Anyway I'm sorry that doesn't directly answer your question, but it is another route to explore.

Bratwurst
02-03-2009, 01:08 PM
Really. Don't do it. Please. I hate it when people do it. It's unnecessarily destructive.

You take a perfectly good NES, remove the PPU. Take a perfectly fine Playchoice or Vs. board, destroy that by removing it's PPU. Pop the new PPU into the NES. Hack up the NES case and cram an RGB port of some sort on there. Play games with colors that are slightly off.

Why not just play it on an emulator then? I think you sort of lose the whole point of playing on original hardware when you have it hacked to bits.

Doesn't the Japanese Famicom titler already have an RGB PPU in it? Can't people just bite the bullet and hunt one of those down?

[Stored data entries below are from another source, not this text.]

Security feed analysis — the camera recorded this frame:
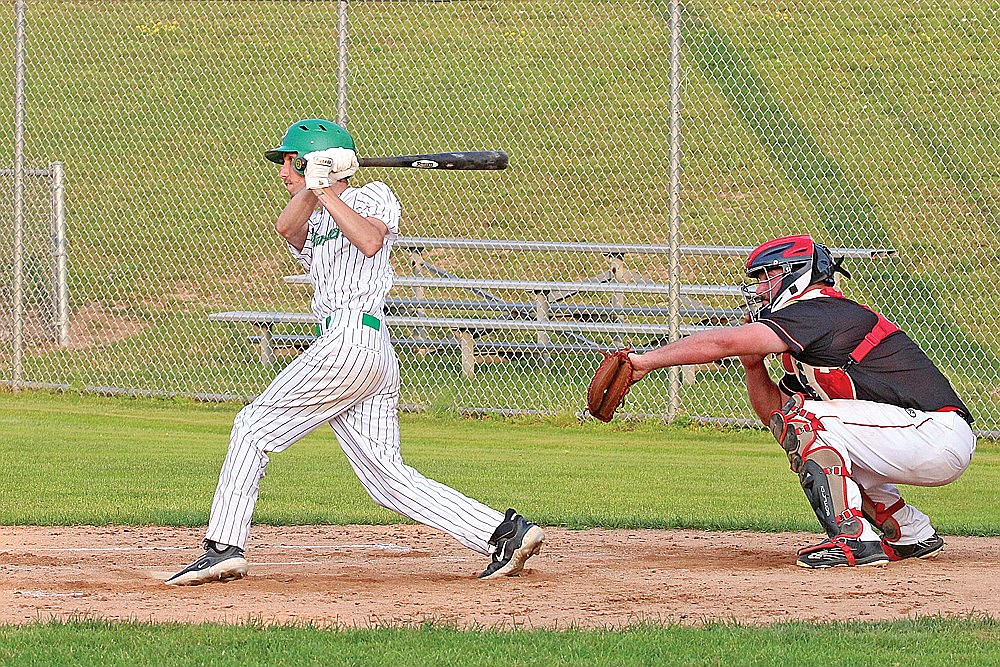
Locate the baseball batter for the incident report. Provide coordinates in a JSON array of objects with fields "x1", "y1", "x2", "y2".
[
  {"x1": 629, "y1": 234, "x2": 976, "y2": 568},
  {"x1": 166, "y1": 119, "x2": 544, "y2": 585}
]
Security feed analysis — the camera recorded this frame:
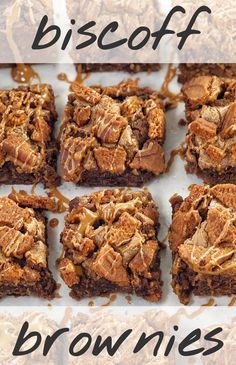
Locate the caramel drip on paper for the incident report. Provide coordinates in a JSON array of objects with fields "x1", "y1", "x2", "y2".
[
  {"x1": 30, "y1": 183, "x2": 37, "y2": 195},
  {"x1": 175, "y1": 307, "x2": 204, "y2": 319},
  {"x1": 228, "y1": 297, "x2": 236, "y2": 307},
  {"x1": 160, "y1": 64, "x2": 183, "y2": 109},
  {"x1": 202, "y1": 298, "x2": 215, "y2": 307},
  {"x1": 57, "y1": 66, "x2": 90, "y2": 85},
  {"x1": 48, "y1": 188, "x2": 70, "y2": 213},
  {"x1": 49, "y1": 218, "x2": 59, "y2": 228},
  {"x1": 11, "y1": 63, "x2": 41, "y2": 84},
  {"x1": 125, "y1": 295, "x2": 132, "y2": 304},
  {"x1": 60, "y1": 307, "x2": 73, "y2": 327},
  {"x1": 101, "y1": 294, "x2": 117, "y2": 307},
  {"x1": 165, "y1": 144, "x2": 184, "y2": 172}
]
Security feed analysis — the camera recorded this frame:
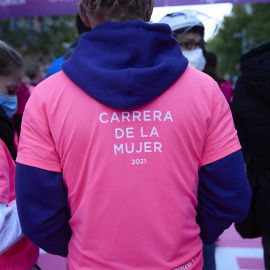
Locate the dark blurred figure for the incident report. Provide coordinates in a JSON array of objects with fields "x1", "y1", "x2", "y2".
[
  {"x1": 232, "y1": 42, "x2": 270, "y2": 270},
  {"x1": 11, "y1": 82, "x2": 30, "y2": 142},
  {"x1": 46, "y1": 15, "x2": 91, "y2": 77},
  {"x1": 203, "y1": 51, "x2": 233, "y2": 104},
  {"x1": 25, "y1": 62, "x2": 44, "y2": 94}
]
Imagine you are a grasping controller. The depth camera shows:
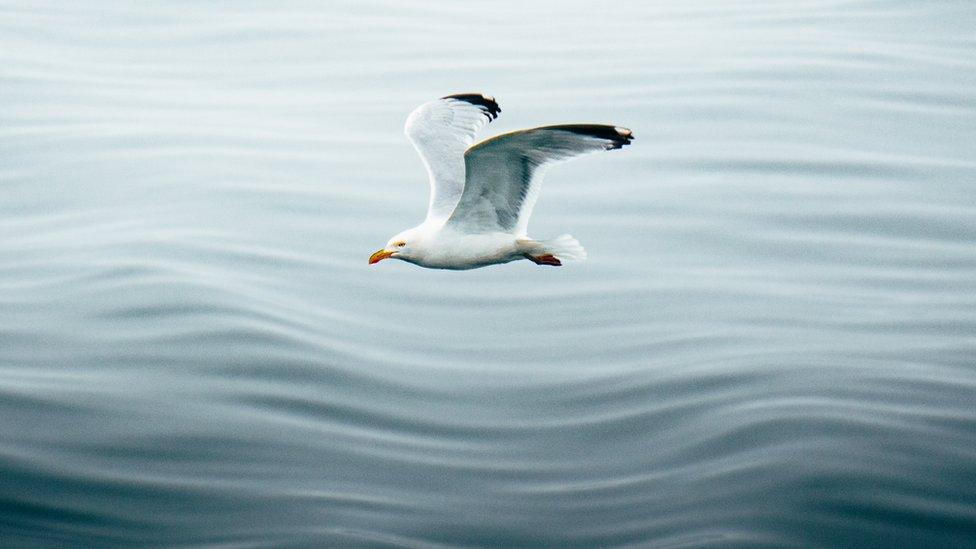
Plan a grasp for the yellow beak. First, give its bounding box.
[369,249,393,265]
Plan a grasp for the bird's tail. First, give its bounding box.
[519,234,586,265]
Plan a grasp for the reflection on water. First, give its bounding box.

I have to agree with this assessment, it's expensive, wasteful and doesn't function perfectly. Some games don't even display their graphics properly afterwards, you're better off playing on an emulator if you're after crisp pixels.

Ze_ro
02-11-2009, 09:12 PM
Doesn't the Japanese Famicom titler already have an RGB PPU in it? Can't people just bite the bullet and hunt one of those down?
Does anyone have an experience with this? Are Famicoms easy to do an RGB mod on, or will it end up with wrong colours as well?

--Zero

ProgrammingAce
02-11-2009, 11:06 PM
Does anyone have an experience with this? Are Famicoms easy to do an RGB mod on, or will it end up with wrong colours as well?

--Zero

My understanding was that you needed to steal the chip out of one of the tilers or the Playchoice arcade units to get RGB out of the famicom as well. The tiler used a unique chip.

-- Zero

Soviet Conscript
02-14-2009, 12:04 AM
anyone know if the S-video out of a famicom titler has screwed up colors like the rgb mod? if you mod a titler for rgb can you just switch over to s-video for the games with incompatabilities/color problems? are there any compairisons shots anywhere of titler s-vieo to rgb or composite?